Les années pos-olympiques sont encore pleines des vestiges du passé et gorgées des prémices de l’avenir. Les trente-cinq ans de l’Azéri Mammadov, en or en -100kg appartiennent au premier, les seize ans de la nouvelle championne d’Europe des -48kg, l’Ukrainienne Daria Bilodid, nous montrent clairement le second. Comme le Français Maret, ils sont quelques uns à avoir fait le pont entre le premier et le second pour tâcher de prendre encore quelques belles médailles. Le plus prestigieux de ces rescapés du passé ? Sans doute le champion olympique des -100kg le Tchèque Lukas Krpalek, déjà troisième en +100kg. Mais aussi le magnifique Georgy Zantaraia, l’acrobate ukrainien, qui s’est assagi assez pour ne pas être disqualifié pour ses pivots sur la tête et qui reprend un beau titre européen en-66kg, six ans après le précédent en -60kg. La Russie, qui a gagné six titres européens avec six combattants différents depuis 2015 seulement, a de quoi voir venir le futur de pied ferme.

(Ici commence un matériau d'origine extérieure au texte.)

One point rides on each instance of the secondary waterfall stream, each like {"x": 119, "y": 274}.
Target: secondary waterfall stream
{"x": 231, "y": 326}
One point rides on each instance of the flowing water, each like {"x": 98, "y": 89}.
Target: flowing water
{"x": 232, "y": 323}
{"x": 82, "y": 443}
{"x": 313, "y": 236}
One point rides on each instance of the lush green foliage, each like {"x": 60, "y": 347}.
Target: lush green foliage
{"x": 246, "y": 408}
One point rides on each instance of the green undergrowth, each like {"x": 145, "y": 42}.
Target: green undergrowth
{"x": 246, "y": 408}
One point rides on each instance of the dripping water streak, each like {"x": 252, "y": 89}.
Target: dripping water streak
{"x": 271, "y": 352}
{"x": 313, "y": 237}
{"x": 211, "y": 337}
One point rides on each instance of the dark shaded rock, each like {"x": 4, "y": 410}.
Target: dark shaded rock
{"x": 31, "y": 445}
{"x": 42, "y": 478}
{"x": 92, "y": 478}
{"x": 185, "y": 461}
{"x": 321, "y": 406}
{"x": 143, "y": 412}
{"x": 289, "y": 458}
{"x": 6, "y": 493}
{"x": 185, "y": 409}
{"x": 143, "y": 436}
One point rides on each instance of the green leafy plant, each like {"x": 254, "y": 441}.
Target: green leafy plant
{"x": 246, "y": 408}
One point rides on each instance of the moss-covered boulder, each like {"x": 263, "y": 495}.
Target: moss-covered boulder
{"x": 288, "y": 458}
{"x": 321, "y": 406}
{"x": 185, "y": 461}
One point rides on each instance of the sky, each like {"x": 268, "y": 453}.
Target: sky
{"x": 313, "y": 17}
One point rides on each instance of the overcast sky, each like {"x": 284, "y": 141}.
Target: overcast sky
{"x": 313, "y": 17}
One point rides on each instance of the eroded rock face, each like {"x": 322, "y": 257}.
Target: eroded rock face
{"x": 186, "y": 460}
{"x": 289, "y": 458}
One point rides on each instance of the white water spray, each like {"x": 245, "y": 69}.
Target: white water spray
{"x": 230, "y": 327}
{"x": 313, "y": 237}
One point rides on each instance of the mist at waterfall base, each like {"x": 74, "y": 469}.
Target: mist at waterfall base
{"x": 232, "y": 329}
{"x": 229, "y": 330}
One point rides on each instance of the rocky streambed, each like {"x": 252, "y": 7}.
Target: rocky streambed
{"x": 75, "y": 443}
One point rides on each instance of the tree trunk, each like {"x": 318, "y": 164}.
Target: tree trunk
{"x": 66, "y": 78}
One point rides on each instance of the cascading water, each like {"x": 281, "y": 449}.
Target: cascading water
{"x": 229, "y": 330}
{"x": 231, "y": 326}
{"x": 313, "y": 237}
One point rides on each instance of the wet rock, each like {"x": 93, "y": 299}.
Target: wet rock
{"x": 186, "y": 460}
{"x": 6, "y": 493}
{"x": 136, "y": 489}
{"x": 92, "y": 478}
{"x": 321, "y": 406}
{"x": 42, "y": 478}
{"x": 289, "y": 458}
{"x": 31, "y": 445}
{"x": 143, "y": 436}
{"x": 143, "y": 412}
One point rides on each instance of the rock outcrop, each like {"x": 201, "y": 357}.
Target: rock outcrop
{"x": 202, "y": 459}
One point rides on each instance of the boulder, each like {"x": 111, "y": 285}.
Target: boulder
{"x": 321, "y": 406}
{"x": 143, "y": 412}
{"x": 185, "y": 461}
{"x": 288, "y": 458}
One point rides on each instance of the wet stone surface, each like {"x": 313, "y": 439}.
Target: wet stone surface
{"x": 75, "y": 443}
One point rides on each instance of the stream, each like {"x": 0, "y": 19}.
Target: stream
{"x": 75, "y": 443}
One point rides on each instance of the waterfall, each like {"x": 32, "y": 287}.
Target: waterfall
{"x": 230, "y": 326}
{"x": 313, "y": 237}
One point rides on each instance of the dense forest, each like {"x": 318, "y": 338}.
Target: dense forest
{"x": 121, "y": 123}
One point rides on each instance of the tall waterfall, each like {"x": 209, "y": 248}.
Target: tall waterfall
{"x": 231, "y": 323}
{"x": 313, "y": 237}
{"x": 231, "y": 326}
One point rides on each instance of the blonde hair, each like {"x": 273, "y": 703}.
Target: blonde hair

Il y a ceux, celles surtout, qui sont clairement dans le présent, les deux championnes olympiques et championnes d’Europe en titre, la kosovare Kelmendi et la Slovène Trstenjak, qui ne lâchent pas de lest. Du côté de l’avenir, les trois finales obtenues par le judo allemand avec trois jeunes combattants (Dominic Ressel en -81kg, Theresa Stoll en -57kg et Giovanna Scoccimarro en -70kg), mais aussi le magnifique nouveau champion des -90kg, le Serbe Aleksandar Kukolj. Celui qui a néanmoins assommé la compétition de son talent bouillant est un jeune poids lourd tout juste issu des juniors avec deux titres continentaux, le dernier datant de 2015. Guram Tushishvili est Géorgien. Passé depuis peu en +100kg, c’est un petit gabarit par rapport à des colosses comme le Roumain Natea… ou le Français Riner, mais l’impact qu’il est capable de mettre à des tours de contrôle comme son compatriote Okroashvili, médaillé mondial 2015, témoigne de sa puissance. Agressif et tonique, il a balayé l’opposition, y compris celle du Tchèque Krpalek, et fait briller son arme secrète : un sode-tsuri-komi-goshi qui part entre les jambes et qui a satellisé du monde, et notamment le grand Russe Saidov en finale par équipes, offrant ainsi un nouveau titre à son pays. La Géorgie a trouvé un nouveau combattant comme elle les aime et Teddy Riner un adversaire à considérer.